Orientées par l’ANPE, Élodie et Valérie ont d’abord suivi une session Objectif projet individualisé (OPI) à l’association Retravailler avant de rejoindre le dispositif FEMME voici deux mois et demi. Titulaire d’un BEP sanitaire et social, Élodie ne souhaite pas s’orienter vers ce secteur, conseillé par l’école « avec le secrétariat ». « Moi on m’avait parlé coiffure et esthétique », enchaîne Valérie. Au début du stage, les deux jeunes femmes et leurs huit collègues ont participé aux six « Journées de découverte des métiers », organisées en partenariat avec l’AFPA, exploré six secteurs d’activité dits « masculins » (électricité-électronique-maintenance industrielle, informatique industrielle, bâtiment second œuvre, restauration, magasinage et logistique) et constaté qu’ils sont ouverts aux femmes. Valérie connaissait déjà les métiers de la restauration et du bâtiment – elle a travaillé à la chaîne à un poste d’ouvrier fraiseur — et a découvert l’informatique industrielle, la climatisation, la robotique, le magasinage. « Les matériaux légers, les outils (chariots, élévateurs, informatique) facilitent les tâches, les rendant tout à fait accessibles aux femmes », apprécie-t-elle.

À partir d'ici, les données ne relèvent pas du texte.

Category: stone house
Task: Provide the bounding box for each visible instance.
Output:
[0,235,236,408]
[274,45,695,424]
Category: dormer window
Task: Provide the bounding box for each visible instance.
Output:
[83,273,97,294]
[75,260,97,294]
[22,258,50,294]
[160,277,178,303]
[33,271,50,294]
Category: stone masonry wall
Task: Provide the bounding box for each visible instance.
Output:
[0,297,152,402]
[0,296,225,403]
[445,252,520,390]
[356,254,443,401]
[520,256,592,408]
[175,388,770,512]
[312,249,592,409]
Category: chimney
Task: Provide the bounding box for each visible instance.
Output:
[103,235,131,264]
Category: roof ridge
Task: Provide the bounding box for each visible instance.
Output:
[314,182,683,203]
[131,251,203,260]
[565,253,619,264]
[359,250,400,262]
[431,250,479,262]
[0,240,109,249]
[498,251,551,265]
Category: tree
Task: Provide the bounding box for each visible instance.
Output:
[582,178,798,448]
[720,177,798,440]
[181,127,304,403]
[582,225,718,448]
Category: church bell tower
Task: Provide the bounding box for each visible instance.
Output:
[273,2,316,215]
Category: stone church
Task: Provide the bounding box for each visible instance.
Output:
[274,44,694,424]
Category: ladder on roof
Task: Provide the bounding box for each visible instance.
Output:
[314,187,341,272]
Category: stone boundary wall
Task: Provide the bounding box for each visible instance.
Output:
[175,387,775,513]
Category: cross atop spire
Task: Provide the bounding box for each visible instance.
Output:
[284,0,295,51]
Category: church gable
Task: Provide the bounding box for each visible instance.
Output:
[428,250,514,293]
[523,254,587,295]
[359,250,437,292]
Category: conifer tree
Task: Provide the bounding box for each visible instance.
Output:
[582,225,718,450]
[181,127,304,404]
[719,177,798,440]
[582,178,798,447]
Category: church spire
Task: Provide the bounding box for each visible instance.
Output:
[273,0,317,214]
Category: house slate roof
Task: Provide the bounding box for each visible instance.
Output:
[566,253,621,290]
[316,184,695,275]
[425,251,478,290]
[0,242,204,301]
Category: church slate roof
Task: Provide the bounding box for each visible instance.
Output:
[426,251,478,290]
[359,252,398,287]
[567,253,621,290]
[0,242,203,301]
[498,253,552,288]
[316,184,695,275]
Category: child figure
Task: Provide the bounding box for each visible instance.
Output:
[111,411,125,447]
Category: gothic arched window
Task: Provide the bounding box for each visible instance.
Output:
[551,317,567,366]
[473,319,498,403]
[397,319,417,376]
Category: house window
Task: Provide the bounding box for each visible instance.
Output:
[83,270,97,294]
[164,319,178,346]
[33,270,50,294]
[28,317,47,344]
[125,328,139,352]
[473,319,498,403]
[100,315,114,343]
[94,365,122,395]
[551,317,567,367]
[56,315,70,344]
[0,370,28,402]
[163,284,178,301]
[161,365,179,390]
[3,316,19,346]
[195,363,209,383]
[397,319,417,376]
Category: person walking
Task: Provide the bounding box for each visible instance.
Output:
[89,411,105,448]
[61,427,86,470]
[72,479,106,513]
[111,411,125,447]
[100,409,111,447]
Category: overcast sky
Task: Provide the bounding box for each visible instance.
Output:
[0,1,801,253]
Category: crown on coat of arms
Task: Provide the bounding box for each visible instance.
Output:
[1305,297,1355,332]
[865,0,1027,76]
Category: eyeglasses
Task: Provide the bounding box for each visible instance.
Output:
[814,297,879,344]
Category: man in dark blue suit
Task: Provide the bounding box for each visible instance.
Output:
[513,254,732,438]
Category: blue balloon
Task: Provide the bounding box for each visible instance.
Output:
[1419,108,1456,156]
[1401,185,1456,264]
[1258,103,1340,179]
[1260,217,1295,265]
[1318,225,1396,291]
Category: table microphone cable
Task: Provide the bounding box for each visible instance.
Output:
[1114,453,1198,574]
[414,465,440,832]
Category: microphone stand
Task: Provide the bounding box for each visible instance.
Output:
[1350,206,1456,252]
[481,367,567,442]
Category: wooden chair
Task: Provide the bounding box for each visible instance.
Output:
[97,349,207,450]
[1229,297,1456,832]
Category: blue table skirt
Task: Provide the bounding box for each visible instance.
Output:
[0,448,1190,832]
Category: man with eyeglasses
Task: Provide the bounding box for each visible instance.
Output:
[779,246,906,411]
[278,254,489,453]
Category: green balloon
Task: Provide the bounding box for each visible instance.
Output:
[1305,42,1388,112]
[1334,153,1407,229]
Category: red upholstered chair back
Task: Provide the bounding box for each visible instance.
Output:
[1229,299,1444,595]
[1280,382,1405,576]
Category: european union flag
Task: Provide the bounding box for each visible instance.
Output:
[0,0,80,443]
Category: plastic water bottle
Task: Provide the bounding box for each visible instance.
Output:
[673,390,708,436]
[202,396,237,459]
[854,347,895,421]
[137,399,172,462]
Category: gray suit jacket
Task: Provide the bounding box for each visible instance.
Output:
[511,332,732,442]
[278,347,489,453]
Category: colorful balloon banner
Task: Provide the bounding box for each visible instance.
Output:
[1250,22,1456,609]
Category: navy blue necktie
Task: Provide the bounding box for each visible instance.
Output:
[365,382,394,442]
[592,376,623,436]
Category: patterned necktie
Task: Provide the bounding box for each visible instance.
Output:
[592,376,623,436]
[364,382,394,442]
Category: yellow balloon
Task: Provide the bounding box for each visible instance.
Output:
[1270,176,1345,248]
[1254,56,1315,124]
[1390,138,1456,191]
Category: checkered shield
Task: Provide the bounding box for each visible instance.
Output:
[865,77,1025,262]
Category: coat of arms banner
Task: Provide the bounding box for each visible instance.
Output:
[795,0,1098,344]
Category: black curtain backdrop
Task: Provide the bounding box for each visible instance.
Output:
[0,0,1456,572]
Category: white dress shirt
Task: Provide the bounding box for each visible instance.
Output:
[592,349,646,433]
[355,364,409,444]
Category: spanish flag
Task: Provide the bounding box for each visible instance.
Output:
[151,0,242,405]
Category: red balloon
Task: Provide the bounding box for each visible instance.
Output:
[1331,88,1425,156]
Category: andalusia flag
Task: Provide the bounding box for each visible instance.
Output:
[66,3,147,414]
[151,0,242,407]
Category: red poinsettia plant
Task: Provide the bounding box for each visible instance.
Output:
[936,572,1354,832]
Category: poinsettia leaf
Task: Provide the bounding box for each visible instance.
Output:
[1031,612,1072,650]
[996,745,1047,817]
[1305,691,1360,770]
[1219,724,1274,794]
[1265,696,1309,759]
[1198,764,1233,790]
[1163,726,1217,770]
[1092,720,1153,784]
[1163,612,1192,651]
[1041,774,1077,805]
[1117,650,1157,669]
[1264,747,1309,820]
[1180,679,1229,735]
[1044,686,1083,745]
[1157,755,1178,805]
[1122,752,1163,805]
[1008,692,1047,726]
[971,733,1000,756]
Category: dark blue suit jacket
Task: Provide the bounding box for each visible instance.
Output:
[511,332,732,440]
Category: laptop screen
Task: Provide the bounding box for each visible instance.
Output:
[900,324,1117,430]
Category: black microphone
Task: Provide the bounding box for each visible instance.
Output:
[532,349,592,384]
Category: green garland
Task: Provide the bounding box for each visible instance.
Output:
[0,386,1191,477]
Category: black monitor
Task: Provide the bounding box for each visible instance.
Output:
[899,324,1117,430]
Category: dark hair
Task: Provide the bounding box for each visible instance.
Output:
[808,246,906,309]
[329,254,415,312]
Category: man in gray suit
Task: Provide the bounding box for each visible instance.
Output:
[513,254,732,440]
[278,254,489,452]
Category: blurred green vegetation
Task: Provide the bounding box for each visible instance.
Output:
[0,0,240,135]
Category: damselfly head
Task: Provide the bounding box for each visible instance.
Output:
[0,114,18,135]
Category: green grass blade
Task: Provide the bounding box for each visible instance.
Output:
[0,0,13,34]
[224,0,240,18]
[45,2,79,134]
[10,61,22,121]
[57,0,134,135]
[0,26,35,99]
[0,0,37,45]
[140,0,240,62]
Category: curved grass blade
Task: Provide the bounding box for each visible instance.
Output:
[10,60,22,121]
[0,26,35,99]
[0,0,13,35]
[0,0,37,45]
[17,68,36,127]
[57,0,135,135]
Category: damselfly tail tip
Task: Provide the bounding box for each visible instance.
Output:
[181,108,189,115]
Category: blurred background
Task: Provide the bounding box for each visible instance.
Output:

Au sortir de l’école, cette mère de trois enfants a enchaîné les petits boulots (caissière, vendeuse, agent de sécurité…). « Travailler dans un secteur plutôt réservé aux hommes, c’est à la fois bien et difficile. On prétend que les hommes y sont super-machos mais le travail entre femmes peut aussi être terrible. Pour ma part, je m’intègre bien dans les milieux masculins, peut-être à cause de mon coté garçon manqué. Une femme s’adapte de toute façon plus facilement car elle connaît le comportement des hommes. Quand je travaillais dans le secteur de la sécurité, des hommes à l’apparence très dure se confiaient à moi, ce qu’ils n’avaient pas l’habitude de faire avec leurs collègues masculins ». Élodie, elle, ne connaissait aucun de ces secteurs d’activité, ils ne l’ont d’ailleurs pas attirée « j’ai envie de m’orienter vers l’art ou l’artisanat, mais je continue à me chercher et ce n’est pas évident », soupire-t-elle.

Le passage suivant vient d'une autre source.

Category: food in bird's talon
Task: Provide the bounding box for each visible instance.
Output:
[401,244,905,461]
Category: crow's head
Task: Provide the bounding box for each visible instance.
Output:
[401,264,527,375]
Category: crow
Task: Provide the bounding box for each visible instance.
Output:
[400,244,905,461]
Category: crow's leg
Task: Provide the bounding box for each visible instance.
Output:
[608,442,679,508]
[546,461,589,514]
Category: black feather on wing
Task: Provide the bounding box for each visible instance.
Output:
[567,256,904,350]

Le dispositif propose deux temps de travail complémentaires : un travail individualisé (bilan personnel et professionnel, élaboration du projet, recherche de documentation) et un travail en groupe complétés par des démarches à l’extérieur : recherches d’informations, rencontres avec des professionnels… Chaque femme présente le résultat de son travail individualisé au reste du groupe. « Ce temps d’échange permet un questionnement sur soi, ses compétences, ses aspirations, la manière dont on va construire le projet, les questions soulevées… », explique Valérie «  c’est aussi l’occasion de mutualiser les connaissances.

Par exemple, dans le groupe, une jeune fille désire devenir caissière, comme j’ai déjà occupé ce poste, je lui en parle concrètement. Chacune ayant exercé des métiers différents, les échanges sont riches ». Accompagner les processus de changement suppose le respect des personnes, de leurs aspirations, comme de leurs résistances. L’empathie est l’un de principes pédagogiques du dispositif. Il consiste également à amener les femmes à trouver elles-mêmes les solutions à apporter à leur situation et adaptées aux modalités du marché de l’emploi.

Un travail sur les stéréotypes

Pour l’association Retravailler « se mobiliser vers des objectifs d’égalité des chances entre les femmes et les hommes nécessite de s’attaquer de plus près à l’ensemble des stéréotypes de sexe qui assignent les femmes à des places et des rôles prédéterminés ». Une demi-journée de formation est consacrée à ce travail à partir du témoignage écrit d’une femme maçonne. « Dans ce texte, la femme est aussi compétente que ses collègues masculins et capable de porter de lourdes charges mais elle subit le poids de son éducation (ses parents rêvaient pour elle d’un autre métier) et de l’environnement (ses amis ne comprennent pas son choix et ses collègues masculins la relèguent à des tâches ménagères) », évoque Céline Palicot, formatrice, titulaire d’un DESS psychologie et pratiques de l’orientation professionnelle. Cette femme maçonne se bat pour exercer son métier, son témoignage suscite le débat : « Si une femme aime un métier d’homme il ne devrait y avoir aucun souci, estime Valérie.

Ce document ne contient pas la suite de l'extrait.